Didn't see this posted yet, but Canada just showed up in their A3...for 2015...don't undestand how its a 1st quarter 2014 :banghead:

http://www.audiusa.com/us/brand/en/exp/new_audi_models/2015_audi_a3.html?csref=A3HPhero_desktop

Same goes for USA


----------



## cyberpmg (Nov 27, 2001)

To be introduced (most likely at the end) of the first quarter of 2014, you're already half way through the model year. They could have called it a 2014.5 A3, but it's easier to call it a 2015.


----------



## 3 dubber (Feb 24, 2002)

The press release says the "A3 Sportback will return with A3 Sportback e-tron® Plug-in Hybrid Electric Vehicle (PHEV) confirmed for the U.S. market"
Seems to mean a regular Sportback and a e-tron.
I am hoping a 2014 Sportback shows up this fall.


----------



## Travis Grundke (May 26, 1999)

3 dubber said:


> The press release says the "A3 Sportback will return with A3 Sportback e-tron® Plug-in Hybrid Electric Vehicle (PHEV) confirmed for the U.S. market"
> Seems to mean a regular Sportback and a e-tron.
> I am hoping a 2014 Sportback shows up this fall.

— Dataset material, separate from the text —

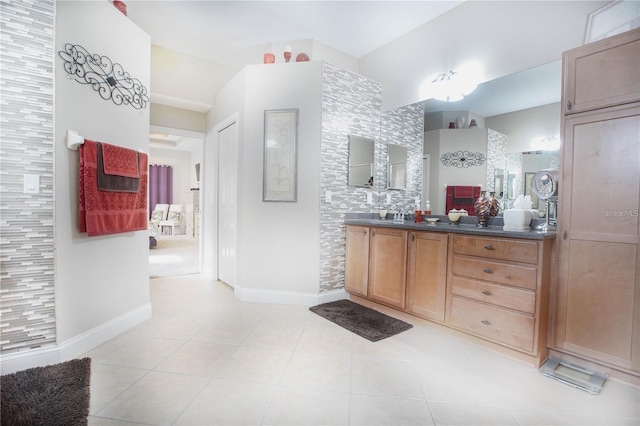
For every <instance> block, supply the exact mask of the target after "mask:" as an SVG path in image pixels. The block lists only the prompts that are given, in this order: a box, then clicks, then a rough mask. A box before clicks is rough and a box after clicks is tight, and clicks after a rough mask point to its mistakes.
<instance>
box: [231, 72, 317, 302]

While George has mentioned that Audi likes to underpromise and overdeliver, they've stated that the new A3 sedan will be a 2015 model. 

My understanding is that in order to sell a 2015 model year vehicle they legally cannot offer the car before January 1, 2014.


----------



## 3 dubber (Feb 24, 2002)

Yes the sedan is a 2015, a year out, not even in production yet. The new Sportback is now being built in Europe. The current pipeline of 2012 A3's is running dry.
It would be dumb not to have any 2014 A3's to sell in the NA market this fall and force everyone to wait until the Sedan arrives spring 2014 as a 2015.


----------



## Travis Grundke (May 26, 1999)

3 dubber said:


> Yes the sedan is a 2015, a year out, not even in production yet. The new Sportback is now being built in Europe. The current pipeline of 2012 A3's is running dry.
> It would be dumb not to have any 2014 A3's to sell in the NA market this fall and force everyone to wait until the Sedan arrives spring 2014 as a 2015.



Actually, it's not an uncommon situation to run out of product before the new one arrives for the simple fact that Audi knows the volume on the 2015 model will be substantially greater than for the outgoing previous generation model.

Volkswagen will be in a similar situation with the MK 7 Golf+GTI as stock runs dry later this year. The new models won't be on the ground until May-June of next year, considering the new factory that produces them won't be fully operational until around March.


----------